Individual Apricot and Frangipane Tarts
Deliciously moist little fruit tarts
Makes 2 (easily doubled or tripled); Prep 10 minutes, cooking 40 minutes
For the Shortcrust Pastry
- 50g plain flour (plus a little extra for rolling out)
- 25g butter
- Pinch of salt
- Tiny bit of water to combine
For the filling
- 50 butter
- 50g sugar
- 1 egg
- 50g ground almonds
- 50 grams of cake crumbs (I use little individually packed madeleine’s, two of these are about 50g)
- Couple of drops of almond essence
- 2 apricots (use plums, cherries or blueberries if you prefer)
- Mixing bowl and spoon
- Chopping board and sharp knife
- Individual loose bottom tart tins (I use ones that are 10cm diameter)
- Rolling pin
- Baking parchment
- Baking beans (or dry rice/beans)
Heat the oven to 200C and then make the pastry (unless you want to use shop bought which is also fine!). Start by rubbing the butter into the flour and salt until it resembles fine breadcrumbs. Then add a small amount of water to combine to make the dough, if you’re not sure how much you need for this small amount of dough start with a tiny a tablespoon and add a little more if needed.
Split the dough in half and roll each into a circle large enough to line your tine with a little bit hanging over the side (the pasty should be about 2/3mm thick) and then line the tin (my tins are non-stick but if you’re worried you can brush the tins with a little oil or butter before lining). Then add a piece of baking parchment on top of the pastry and fill the cases with baking beans.
Bake the cases for 10 minutes and then remove the baking beans (carefully as they will be very very hot! – I try to lift them out using the baking parchment).
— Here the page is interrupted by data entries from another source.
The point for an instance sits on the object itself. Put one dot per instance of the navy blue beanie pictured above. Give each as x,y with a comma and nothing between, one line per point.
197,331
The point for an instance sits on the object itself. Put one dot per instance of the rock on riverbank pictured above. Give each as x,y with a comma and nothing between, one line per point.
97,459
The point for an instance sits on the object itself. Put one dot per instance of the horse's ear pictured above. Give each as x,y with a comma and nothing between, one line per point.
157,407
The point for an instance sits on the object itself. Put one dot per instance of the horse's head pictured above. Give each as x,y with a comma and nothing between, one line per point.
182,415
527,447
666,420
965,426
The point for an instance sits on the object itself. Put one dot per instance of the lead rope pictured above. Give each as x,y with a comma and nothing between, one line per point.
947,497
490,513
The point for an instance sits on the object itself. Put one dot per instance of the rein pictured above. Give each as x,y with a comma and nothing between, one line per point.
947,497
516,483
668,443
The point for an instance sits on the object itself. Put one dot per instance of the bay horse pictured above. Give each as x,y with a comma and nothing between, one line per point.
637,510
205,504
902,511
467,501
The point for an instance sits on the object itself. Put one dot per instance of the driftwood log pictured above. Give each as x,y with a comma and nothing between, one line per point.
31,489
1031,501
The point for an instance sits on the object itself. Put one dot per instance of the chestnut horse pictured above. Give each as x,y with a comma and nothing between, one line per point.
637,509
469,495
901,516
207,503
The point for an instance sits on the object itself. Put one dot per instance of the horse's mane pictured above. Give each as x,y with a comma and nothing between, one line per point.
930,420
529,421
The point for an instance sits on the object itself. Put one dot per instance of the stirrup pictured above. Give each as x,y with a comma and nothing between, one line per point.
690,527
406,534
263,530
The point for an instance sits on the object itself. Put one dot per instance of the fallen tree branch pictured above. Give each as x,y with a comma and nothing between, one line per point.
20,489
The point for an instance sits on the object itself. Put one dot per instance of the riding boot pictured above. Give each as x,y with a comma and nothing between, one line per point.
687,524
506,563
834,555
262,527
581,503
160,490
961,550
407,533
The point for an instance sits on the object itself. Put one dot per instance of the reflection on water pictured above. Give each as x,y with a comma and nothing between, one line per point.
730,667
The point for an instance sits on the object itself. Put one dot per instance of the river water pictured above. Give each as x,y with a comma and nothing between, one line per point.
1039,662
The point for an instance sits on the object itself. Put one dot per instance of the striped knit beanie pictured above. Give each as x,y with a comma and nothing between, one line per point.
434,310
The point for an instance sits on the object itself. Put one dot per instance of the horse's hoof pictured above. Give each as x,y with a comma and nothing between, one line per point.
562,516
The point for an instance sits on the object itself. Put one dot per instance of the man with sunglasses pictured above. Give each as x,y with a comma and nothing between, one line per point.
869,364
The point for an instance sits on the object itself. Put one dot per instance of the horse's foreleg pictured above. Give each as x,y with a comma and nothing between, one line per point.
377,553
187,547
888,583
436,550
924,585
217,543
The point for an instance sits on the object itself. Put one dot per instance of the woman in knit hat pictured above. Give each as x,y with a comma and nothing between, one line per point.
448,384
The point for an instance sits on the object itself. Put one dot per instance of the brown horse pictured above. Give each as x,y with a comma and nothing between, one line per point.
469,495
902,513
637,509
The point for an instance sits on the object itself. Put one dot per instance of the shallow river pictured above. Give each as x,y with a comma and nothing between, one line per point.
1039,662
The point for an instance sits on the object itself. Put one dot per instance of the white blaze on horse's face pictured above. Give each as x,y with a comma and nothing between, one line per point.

Put the cases back in uncovered for another 5 minutes and then remove from the oven once again and trim the excess edges off.
While the pasty is blind baking you can make the frangipane filling. Start by creaming together the butter and sugar then mix in the egg (it will look hideous at this stage!). Finally, add the almond essence, ground almonds and cake crumbs and mix well. When your cases are done, divide the mixture between the two. Depending on the depth of your tins, you may have a little spare, you can fill the pastry till it’s nearly at the top, but it will expand so don’t overfill them!
Finally chop the apricots into little wedges (6 or 7 wedges per apricot) and push these into the top of the frangipane. I just get as many in as I can, but you can try and make a nice pattern if you wish. Put the tarts back into the oven for 25 minutes at which point the frangipane should be cooked and the apricots will have started to brown on top. Once cooked let them cool for about 5 minutes before removing from the tin and serving.
These are lovely by themselves (and also great when cold as well) but can also be served with cream (runny or whipped) or custard.